The truth is that Walesa, the Kaczynskis and Tusk all share responsibility for the impoverishment of the working people, which was the inevitable result of the victory of Solidarność. From the moment Solidarność consolidated around a program for capitalist counterrevolution at its founding congress in September 1981, we described it as an instrument of the CIA, the Vatican and the Western bankers and raised the call: “Stop Solidarność Counterrevolution!” In December 1981, we supported General Wojciech Jaruzelski’s military deployment to spike an attempt by Solidarność to seize power, writing:
“Lech Walesa’s Solidarność was moving to overthrow not merely the corrupt and discredited Stalinist regime, but social gains inherited from the Bolshevik Revolution—centrally a collectivized planned economy—which were bureaucratically extended to Poland after the Red Army liberated the country from Nazi occupation. That is why this Polish ‘free trade union’ is supported by the forces of imperialist reaction.”

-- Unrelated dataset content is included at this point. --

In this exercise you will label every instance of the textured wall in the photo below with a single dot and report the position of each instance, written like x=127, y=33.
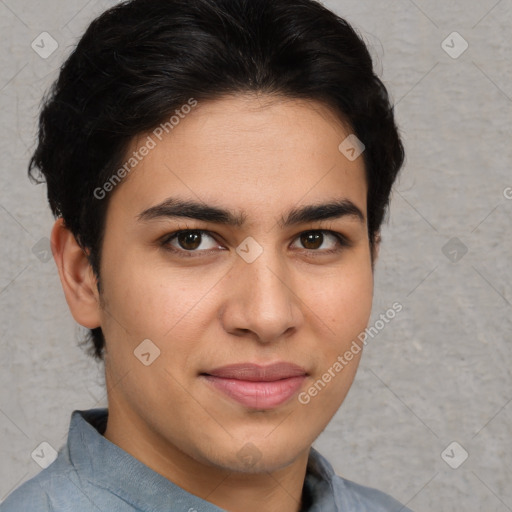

— “Solidarność Counterrevolution Checked: Power Bid Spiked,” WV No. 295, 18 December 1981
Trotskyists struggled for proletarian political revolution to replace the parasitic Stalinist bureaucracy with the rule of workers councils based on defense of the socialized property.
The collectivization of the Polish economy and the consolidation of a workers state in the late 1940s, though bureaucratically deformed from its inception, represented an enormous gain for the working people. For the first time, the masses had universal access to free education and health care, to jobs for all and apartments. New schools, kindergartens, hospitals, apartment blocks and factories were built across the country. Gone were the Pilsudskiite and Endek (National Democrat) reactionaries who had ruled interwar Poland for the benefit of the British and French imperialists—imprisoning Communists, drowning workers struggles in blood, persecuting Jews, Ukrainians and other minorities. The retrograde Catholic hierarchy no longer had a stranglehold over the populace: education became secular and abortion was available on demand.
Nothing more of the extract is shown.